I planned to have this done yesterday and been caught up. Then, we had a family emergency, wife fell and broke her wrist. Barring any more emergencies, I should be caught up today.

Leviticus 4-5 Matthew 24:29-51

“In those days before the flood, people were eating and drinking, marrying and giving their children to be married, until the day Noah entered the boat. They knew nothing about what was happening until the flood came and destroyed them. It will be the same when the Son of Man comes.” (Matthew 24:38-39 NCV)

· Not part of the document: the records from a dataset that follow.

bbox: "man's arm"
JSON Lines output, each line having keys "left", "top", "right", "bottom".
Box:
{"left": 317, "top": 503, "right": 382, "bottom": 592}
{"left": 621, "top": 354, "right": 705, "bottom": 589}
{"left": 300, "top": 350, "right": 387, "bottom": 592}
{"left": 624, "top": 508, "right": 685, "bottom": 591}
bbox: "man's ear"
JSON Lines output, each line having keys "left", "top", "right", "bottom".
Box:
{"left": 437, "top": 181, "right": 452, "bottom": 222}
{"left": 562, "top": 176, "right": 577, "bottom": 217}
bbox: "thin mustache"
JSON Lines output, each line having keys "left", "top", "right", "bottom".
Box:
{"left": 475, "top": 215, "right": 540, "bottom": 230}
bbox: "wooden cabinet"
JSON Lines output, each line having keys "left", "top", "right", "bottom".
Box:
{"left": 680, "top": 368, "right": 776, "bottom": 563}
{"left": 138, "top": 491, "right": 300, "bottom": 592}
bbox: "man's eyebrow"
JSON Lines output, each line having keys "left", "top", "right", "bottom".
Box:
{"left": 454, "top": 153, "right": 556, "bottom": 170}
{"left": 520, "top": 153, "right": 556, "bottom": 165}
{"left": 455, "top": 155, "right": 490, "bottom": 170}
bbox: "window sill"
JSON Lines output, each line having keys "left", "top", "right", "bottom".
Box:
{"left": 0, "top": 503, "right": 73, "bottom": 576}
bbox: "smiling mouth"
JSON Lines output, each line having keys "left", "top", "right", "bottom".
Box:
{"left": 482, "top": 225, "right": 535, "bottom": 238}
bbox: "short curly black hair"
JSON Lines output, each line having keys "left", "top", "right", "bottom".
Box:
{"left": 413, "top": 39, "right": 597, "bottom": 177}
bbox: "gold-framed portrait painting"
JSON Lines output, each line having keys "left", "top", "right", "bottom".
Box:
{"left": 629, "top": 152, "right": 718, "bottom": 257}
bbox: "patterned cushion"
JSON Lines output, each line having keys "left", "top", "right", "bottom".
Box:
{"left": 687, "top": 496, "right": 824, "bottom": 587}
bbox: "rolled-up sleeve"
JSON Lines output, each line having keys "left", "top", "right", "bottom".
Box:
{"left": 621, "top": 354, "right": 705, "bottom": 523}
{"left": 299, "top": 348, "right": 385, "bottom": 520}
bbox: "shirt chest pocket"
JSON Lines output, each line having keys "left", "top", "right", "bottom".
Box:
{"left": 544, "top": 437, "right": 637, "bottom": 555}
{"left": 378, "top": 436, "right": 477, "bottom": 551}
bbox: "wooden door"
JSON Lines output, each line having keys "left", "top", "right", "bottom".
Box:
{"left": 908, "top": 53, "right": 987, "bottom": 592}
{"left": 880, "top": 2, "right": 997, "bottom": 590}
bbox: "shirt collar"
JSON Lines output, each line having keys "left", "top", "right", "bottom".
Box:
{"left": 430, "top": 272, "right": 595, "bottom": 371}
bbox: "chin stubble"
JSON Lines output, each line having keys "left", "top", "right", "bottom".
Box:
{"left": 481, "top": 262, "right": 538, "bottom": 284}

As Jesus focused on the cross, He taught a lot about His eventual return. Christians talk about the Second Coming of Christ. Jews talk about the Day of the Lord or just “The Day.” In this passage Jesus tells the disciples two important truths: 1) no one knows when that day will be, and 2) there will be nothing remarkable about the days leading up to that time. Later, He compared His return to the issue of a thief breaking into a house. If you had known the day the thief was coming, you’d have done something to prevent the burglary. No thief sends a message letting you know the day he’s coming.

I’ve always been amused by people talking breathlessly about how our days are like the days of Noah and we’d better be ready. While they’re right that we should always be ready for Christ’s return, the description of the “days of Noah” is that people were eating and drinking, marrying and arranging marriages: in short, they were living normal, everyday lives. What should cause us to take notice about the days of Noah, and prepare for the return of the Lord, is that there is nothing special about those days. They’re normal. We have no more warning about the future. Preparation began yesterday.

Lord, thank You that because of my relationship with Jesus, I’m prepared for His return. Help me to show others Your grace and mercy so they can be prepared also.